Wilson, Robert Forrest. Crusader in Crinoline: The
Life of Harriet Beecher Stowe. Philadelphia: J.
B. Lippincott Company, c1941.
For guidance on using Uncle Tom’s Cabin
in the classroom, look at:
Ammons, Elizabeth and Susan Belasco (Eds). Approaches
to Teaching Stowe's Uncle Tom's Cabin. New York:
Modern Language Association of America, 2000.
Internet Resources
We’re really in luck here. There are two wonderful
websites devoted to Harriet Beecher Stowe and her best
known novel. They not only have great original resources
of their own, but they include up to date links to other
materials on the web.
The first is Stephen Railton’s superb “Uncle
Tom’s Cabin and American Culture” website
on the University of Virginia Website:
http://www.iath.virginia.edu/utc/index2f.html
The basis of the Website, of course is the texts of
various editions of the novel, complete with illustrations,
as well as Stowe’s Key to Uncle Tom’s
Cabin, the book she published in 1855 to answer
attacks on the truthfulness of her novel. There is also
a fascinating “pre-texts” segment that gives
you access to texts or books, broadsides, and pamphlets
that anticipated the novel or influenced Stowe. Then
you have a generous collection of, responses to the
novel from the date of its publication through 1930s,
You can go on to children’s books, stage and film
versions (including clips from early movies), “tomitudes,”
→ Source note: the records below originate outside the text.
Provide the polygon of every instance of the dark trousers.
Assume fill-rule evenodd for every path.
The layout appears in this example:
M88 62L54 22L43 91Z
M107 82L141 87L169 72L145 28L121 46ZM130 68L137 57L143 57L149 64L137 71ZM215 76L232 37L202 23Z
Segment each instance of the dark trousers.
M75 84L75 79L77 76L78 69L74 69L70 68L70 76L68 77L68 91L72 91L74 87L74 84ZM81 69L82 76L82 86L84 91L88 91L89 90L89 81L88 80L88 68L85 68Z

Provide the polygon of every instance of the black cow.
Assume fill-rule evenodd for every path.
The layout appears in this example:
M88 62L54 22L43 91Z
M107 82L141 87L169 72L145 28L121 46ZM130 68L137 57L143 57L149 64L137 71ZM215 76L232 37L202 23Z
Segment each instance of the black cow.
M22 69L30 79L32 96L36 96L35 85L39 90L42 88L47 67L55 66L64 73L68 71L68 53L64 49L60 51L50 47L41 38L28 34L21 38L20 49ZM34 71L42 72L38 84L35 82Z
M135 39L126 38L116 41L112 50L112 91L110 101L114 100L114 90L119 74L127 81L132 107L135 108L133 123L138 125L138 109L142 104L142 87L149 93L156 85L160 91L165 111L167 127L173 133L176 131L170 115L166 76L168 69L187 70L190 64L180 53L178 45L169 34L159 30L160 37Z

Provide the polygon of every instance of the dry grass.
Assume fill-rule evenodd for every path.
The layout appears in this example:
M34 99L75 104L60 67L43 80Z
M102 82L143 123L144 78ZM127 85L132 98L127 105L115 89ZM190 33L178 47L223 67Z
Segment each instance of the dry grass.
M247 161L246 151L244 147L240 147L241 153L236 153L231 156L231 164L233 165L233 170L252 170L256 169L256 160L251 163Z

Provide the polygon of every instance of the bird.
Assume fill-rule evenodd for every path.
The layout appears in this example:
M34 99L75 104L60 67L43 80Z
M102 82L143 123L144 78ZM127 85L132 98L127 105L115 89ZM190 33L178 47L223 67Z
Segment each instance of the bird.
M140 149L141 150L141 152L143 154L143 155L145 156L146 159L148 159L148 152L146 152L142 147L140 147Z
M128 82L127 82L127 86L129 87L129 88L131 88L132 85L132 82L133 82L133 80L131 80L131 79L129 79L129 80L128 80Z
(objects based on the novel’s characters), and
songs and music inspired by the novel.
Be sure to look at the lesson plans offered at the
site:
http://jefferson.village.virginia.edu/utc/interpret/lessons/lessonshpf.html
And don’t ignore my personal favorites –
the “Interpretive Exhibits” section –
a series of first rate essays by scholars in the field,
each illustrated by links to images and texts in the
Website’s archive. Topics range from Stowe’s
life to the history of nineteenth century book publication
to film and stage versions of the tale:
http://jefferson.village.virginia.edu/utc/interpret/interframe.html
More modest in scope but equally good is the Website
for the Harriet Beecher Stowe Center in Hartford, Connecticut.
They provide an excellent essay on Stowe and her work:
http://www.harrietbeecherstowecenter.org/life/
Be sure to check the “teachers’ resources”.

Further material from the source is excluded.